Paleomagnetism is the study of the record of the Earth's magnetic field in rocks, sediment, or archeological materials. Magnetic minerals in rocks can lock-in a record of the direction and intensity of the magnetic field when they form. This record provides information on the past behavior of Earth's magnetic field and the past location of tectonic plates. The record of geomagnetic reversals preserved in volcanic and sedimentary rock sequences (magnetostratigraphy) provides a time-scale that is used as a geochronologic tool. By measuring the remanent magnetic field often preserved in iron-bearing rock formations, paleomagnetic analysis can determine whether a rock was magnetized near the Pole or near the Equator. Paleomagnetism provides direct evidence of a continent's N-S (latitudinal) position, but does not constrain its E-W (longitudinal) position.

Linear Magnetic Anomalies. The Earth's magnetic field has another important property. Like the Sun's magnetic field, the Earth's magnetic field "flips" or reverses polarity. Fluctuations, or "anomalies", in the intensity of the magnetic field, occur at the boundaries between normally magnetized sea floor, and sea floor magnetized in the "reverse" direction. The age of these linear magnetic anomalies can be determined using fossil evidence and radiometric age determinations.

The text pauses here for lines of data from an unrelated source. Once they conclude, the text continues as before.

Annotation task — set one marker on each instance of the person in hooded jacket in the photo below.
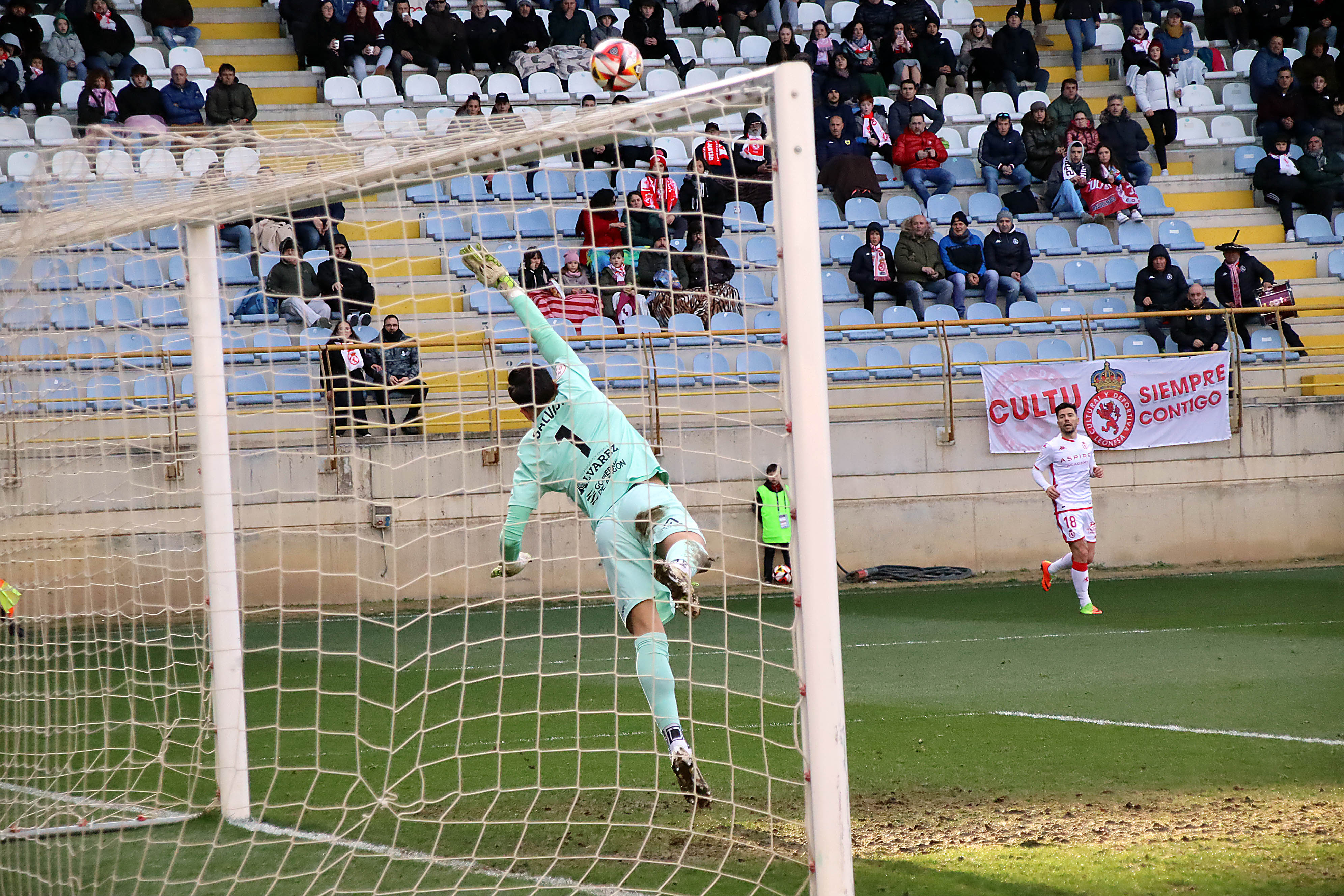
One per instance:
(873, 268)
(1159, 288)
(396, 367)
(347, 283)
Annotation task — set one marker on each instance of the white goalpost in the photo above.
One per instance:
(261, 645)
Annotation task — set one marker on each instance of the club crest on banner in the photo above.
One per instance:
(1109, 414)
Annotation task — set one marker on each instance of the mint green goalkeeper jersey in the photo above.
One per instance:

Because these magnetic anomalies form at the mid-ocean ridges, they tend to be long, linear features (hence the name "linear magnetic anomalies") that are symmetrically disposed about the ridges axes. The past positions of the continents during the last 150 million years can be directly reconstructed by superimposing linear magnetic anomalies of the same age.

Paleobiogeography. The past distribution of plants and animals can give important clues concerning the latitudinal position of the continents as well as their relative positions. Cold-water faunas can aften be distinguished from warm-water faunas, and ancient floras both reflect paleo-temperature and paleo-rainfall. The similarity or dissimilarity of faunas and floras on different continents can be used to estimate their geographic proximity. In addition, the evolutionary history of groups of plants and animals on different continents can reveal when these continents were connected or isolated from each other.

Paleoclimatology. The Earth's climate is primarily a result of the redistribution of the Sun's energy across the surface of the globe. It is warm near the Equator and cool near the Poles. Wetness, or rainfall, also varies systematically from the equator to the pole. It is wet near the equator, dry in the subtropics, wet in the temperate belts and dry near the poles. Certain kinds of rocks form under specific climatic conditions. For example coals occur where it is wet, bauxite occurs where it is warm and wet, evaporites and calcretes occur where it is warm and dry, and tillites occur where it is wet and cool. The ancient distribution of these, and other, rock types can tell us how the global climate has changed through time and how the continents have travelled across climatic belts.

Geologic and Tectonic History. In order to reconstruct the past positions of the continents it is necessary to understand the development of the plate tectonic boundaries that separate continents and bring them back together again. Only by understanding the regional geological and tectonic evolution of an area can you determine the location and timing of rifting, subduction, continental collision and other major plate tectonic events.